Edebiyat ortamımıza baktığınızda ne gibi sorunlar ve eksiklikler görüyorsunuz?

En büyük sorunun yayın dünyası ile ilgili olduğunu düşünüyorum. Hem piyasaya çıkacak kitapların eleme süreci hem yayımlanması gereken kitapların yerine çeviri üzerinden yayıncılık yapılıyor olması bir sorun. Kitapçı gezmeyi çok severim. Neredeyse tüm kentlerin en bilinen kitapçılarına, sahaflarına uğradığımızda, bizi nerdeyse tamamen çeviri ağırlıklı yeni kitaplar, yine çeviri ağırlıklı eski tarihli yayınların yanına sıkışmış iki metrelik Türkçe edebiyat stantları karşılıyor.
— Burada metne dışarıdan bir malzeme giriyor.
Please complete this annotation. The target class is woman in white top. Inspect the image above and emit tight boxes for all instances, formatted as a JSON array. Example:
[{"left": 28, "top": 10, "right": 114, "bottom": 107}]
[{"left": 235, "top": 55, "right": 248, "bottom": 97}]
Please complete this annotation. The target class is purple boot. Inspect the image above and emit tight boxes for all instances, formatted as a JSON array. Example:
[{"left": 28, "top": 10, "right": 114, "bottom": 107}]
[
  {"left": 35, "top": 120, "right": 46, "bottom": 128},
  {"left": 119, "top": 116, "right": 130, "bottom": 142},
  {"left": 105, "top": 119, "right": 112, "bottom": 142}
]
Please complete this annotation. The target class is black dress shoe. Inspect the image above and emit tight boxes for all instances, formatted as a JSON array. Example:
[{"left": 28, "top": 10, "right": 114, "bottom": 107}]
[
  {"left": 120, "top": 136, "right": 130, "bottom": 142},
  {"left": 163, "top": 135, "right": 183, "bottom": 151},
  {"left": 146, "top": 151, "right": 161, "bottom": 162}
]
O stantların çoğunu da çok satanlar oluşturuyor. Ben yıl içinde kendi araştırma ve tercihlerimle okuduğum neredeyse hiçbir kitabı o stantlarda göremiyorum. Sadece kitapçılarda değil, butik bir yayıneviyle çalışıyorsanız kitabınızın internette de görünür olması kolay değil. İlk kitapları büyük yayınevlerinde yayımlamak neredeyse imkânsız, butik yayınevlerinin dağıtım ağları ise ortada. Bu durum yazarın eline kitabını alıp o sosyal medya senin, bu arkadaş grubu benim diyerek dolaşmasına neden oluyor. Bir çözüm var mı? Umarım, yeni yıl tüm yayın emekçileriyle birlikte yazar ve çevirmenlerin de haklarını alabildikleri bir yıl olur.